Deportees refuse food over delays
About 50 detainees, mostly South Asians, refused food at an immigration centre in Tuen Mun yesterday to protest against deportation delays.
The Immigration Department said the detainees at the Castle Peak Bay centre were awaiting deportation after being convicted of criminal or immigration offences.
'The department arranges to send them back to their own countries as soon as possible.
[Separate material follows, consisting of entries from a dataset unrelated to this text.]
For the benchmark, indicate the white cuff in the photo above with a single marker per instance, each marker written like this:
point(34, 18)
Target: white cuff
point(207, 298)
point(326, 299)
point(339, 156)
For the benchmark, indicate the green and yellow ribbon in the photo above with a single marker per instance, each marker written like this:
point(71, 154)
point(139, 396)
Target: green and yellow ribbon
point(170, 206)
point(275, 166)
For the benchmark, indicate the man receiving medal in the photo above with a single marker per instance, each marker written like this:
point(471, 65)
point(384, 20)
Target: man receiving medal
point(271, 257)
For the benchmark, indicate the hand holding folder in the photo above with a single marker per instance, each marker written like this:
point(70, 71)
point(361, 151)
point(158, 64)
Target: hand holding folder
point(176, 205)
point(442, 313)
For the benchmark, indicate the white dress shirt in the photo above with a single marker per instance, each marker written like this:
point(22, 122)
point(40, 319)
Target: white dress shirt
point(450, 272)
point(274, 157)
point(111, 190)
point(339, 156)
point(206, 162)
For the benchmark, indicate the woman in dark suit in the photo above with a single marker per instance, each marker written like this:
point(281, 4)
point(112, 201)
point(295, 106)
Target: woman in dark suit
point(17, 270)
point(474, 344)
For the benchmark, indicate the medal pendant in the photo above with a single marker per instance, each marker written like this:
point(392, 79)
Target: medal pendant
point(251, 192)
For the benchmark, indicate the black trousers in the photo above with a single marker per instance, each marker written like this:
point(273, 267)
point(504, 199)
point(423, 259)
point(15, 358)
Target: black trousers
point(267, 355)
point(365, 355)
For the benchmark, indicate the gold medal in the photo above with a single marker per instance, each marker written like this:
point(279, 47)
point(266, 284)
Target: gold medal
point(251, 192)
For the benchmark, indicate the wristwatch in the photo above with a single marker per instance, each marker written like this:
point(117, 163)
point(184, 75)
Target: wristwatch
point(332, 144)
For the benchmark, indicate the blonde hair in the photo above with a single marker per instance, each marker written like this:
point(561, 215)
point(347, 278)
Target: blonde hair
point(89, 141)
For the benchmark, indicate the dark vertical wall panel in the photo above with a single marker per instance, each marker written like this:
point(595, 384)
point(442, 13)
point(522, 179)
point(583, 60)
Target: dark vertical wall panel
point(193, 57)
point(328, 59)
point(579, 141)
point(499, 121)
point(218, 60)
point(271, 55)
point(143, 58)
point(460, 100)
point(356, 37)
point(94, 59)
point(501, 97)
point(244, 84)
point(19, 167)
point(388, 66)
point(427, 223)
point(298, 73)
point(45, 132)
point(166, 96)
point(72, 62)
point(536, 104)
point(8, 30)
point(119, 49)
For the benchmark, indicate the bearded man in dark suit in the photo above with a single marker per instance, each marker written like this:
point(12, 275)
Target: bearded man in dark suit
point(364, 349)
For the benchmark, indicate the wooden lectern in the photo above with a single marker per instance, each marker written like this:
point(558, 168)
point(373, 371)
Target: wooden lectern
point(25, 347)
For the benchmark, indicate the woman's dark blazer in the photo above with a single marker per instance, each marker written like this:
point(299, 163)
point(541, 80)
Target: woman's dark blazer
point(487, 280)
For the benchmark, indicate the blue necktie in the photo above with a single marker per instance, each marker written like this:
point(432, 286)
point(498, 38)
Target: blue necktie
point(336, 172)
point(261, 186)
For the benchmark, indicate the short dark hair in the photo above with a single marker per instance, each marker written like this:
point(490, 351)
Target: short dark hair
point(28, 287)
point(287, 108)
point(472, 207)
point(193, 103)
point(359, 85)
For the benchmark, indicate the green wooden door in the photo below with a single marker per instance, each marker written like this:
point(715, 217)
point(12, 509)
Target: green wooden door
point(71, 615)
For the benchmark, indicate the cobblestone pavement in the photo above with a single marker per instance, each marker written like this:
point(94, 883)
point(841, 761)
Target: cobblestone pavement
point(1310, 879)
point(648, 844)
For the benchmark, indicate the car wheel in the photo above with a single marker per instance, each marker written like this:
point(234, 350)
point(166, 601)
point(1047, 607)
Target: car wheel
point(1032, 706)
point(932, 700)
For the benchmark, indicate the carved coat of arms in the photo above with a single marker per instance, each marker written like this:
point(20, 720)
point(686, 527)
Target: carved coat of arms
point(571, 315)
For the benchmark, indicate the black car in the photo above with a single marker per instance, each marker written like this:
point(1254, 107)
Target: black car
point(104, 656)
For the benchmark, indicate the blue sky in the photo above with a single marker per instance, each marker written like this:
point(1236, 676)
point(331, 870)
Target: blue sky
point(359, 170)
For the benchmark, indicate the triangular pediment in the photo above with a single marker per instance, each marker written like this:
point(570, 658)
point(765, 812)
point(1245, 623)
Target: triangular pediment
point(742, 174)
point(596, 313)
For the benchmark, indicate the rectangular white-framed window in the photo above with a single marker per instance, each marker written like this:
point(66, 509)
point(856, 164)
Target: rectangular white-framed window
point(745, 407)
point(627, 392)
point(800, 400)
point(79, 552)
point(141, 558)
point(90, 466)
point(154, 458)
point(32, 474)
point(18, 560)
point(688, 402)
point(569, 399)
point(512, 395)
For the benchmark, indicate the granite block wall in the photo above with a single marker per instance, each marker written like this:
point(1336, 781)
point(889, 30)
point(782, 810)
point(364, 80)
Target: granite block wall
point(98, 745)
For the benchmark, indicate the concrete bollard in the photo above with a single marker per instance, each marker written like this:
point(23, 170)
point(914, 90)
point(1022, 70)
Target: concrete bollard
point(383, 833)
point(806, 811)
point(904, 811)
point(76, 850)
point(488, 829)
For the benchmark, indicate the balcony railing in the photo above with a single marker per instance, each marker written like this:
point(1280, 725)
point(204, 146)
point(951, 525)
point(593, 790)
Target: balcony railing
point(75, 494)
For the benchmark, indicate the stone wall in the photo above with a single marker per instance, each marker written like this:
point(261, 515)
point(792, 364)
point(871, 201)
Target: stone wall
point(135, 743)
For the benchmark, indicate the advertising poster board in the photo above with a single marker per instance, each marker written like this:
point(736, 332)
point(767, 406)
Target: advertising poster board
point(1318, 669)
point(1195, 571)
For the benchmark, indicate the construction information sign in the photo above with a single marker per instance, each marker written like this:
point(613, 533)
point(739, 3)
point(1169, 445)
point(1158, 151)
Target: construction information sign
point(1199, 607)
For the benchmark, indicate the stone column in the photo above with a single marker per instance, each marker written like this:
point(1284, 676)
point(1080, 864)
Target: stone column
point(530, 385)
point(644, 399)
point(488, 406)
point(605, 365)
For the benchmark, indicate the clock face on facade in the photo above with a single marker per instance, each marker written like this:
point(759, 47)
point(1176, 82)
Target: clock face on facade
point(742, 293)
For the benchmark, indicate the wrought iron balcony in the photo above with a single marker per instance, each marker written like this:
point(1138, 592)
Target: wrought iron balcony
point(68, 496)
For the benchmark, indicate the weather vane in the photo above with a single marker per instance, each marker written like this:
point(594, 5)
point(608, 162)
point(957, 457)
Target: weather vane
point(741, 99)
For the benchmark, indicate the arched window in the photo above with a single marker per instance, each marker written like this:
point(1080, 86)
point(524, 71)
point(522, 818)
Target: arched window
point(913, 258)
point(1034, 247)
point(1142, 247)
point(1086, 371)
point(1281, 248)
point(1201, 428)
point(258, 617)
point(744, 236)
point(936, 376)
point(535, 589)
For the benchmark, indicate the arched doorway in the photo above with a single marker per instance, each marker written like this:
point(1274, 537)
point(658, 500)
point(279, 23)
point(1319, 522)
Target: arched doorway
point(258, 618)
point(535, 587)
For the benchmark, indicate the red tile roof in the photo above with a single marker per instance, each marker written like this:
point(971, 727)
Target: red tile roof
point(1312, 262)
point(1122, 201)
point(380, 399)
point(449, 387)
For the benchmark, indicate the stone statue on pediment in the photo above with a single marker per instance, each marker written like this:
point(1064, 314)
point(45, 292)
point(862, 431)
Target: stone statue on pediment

At present, about 390 detainees are being held at the centre,' a spokeswoman said.
'About 140 detainees did not collect food from officers on May 30, and 48 had refused to collect food from officers by 5.30pm on Sunday,' she said. 'The detainees have their own food to eat, and they just refuse to eat food prepared by officers.'
The department said no report of injury or sickness had been received, and the atmosphere inside the centre was peaceful.
The protest began on Wednesday with 18 people refusing to collect food from officers, and 16 joined the action the next day.
Hong Kong Human Rights Monitor director Law Yuk-kai said the government had faced the problem for nearly a decade.
'Some detainees have already served their sentences for crimes they committed, and they should be sent back to their own countries after doing their time,' he said. 'But some countries, which should take back their own citizens, are not very efficient and they are slow when handling administrative work.'
Mr Law urged the Hong Kong government to speed up deportations. 'The government should activate the deportation process on the day when a foreigner is given a jail sentence to allow the country concerned more time to do the paperwork required,' he said.
Society for Community Organisation director Ho Hei-wah urged the government to take the matter to a higher level and solve it through diplomacy.
'The SAR government should inform the central government about this problem and then request that Beijing negotiate with countries concerned,' he said.